Originally posted 2005-12-04 23:22:11. Republished by Blog Post Promoter
Facing a revolt by its famously faithful fans, The Grateful Dead backed away on Thursday from a move to block “Deadheads” from downloading the jam band’s concert recordings for free.
The San Francisco Bay-based band had asked an independently run Web site to stop making thousands of the group’s recordings available for free download.
Yeah, hippies have their limits, but when do we hear about them?
[W]ith the 1995 death of lead singer and guitarist Jerry Garcia, band members no longer keep up such an active tour schedule, making the Internet an important source of revenue.
Oh, that’s when — when the gelt is on the table. How can the Grateful Dead band members possibly not have “enough” money by now? Well, rock stars only tell everyone else how much dirty lucre is too much — they have no moral limits, themselves, on either earning it or spending it. But we digress:
But the founder and director of the Web site (www.archive.org), Brewster Kahle, said in an online posting on Thursday that bootleg audience copies of the band’s concerts had been restored for free downloading.
Yes, hippies have their limits. Thing is their spawn don’t. They never do:
“It appears doing the right things for the fans has given way to greed,” the fan petition said.
Bass player Phil Lesh posted an apologetic message on his own Web site saying he did not know the band had asked operators of the site to take down the recordings.

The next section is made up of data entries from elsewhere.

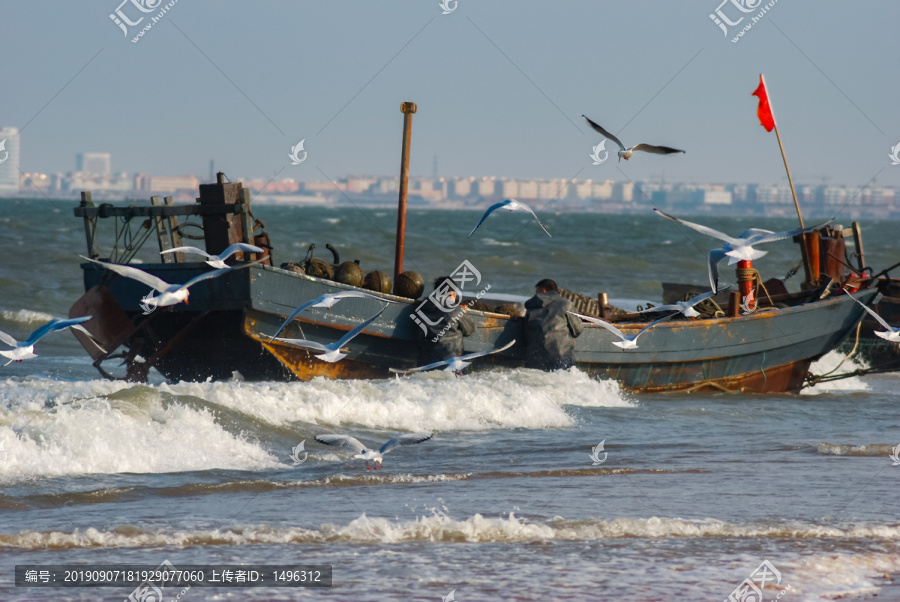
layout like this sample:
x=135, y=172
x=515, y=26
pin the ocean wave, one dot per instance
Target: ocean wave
x=870, y=450
x=50, y=427
x=438, y=528
x=837, y=362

“I do feel that the music is the Grateful Dead’s legacy and I hope that one way or another all of it is available for those who want it,” Lesh wrote.
Grateful Dead spokesman Dennis McNally said a major concern for the band was that trading music over the Internet did not create the same sense of community as trading tapes in person.
Heh-heh. Yeah, that’s it. Community, baby. Don’t bogart that community.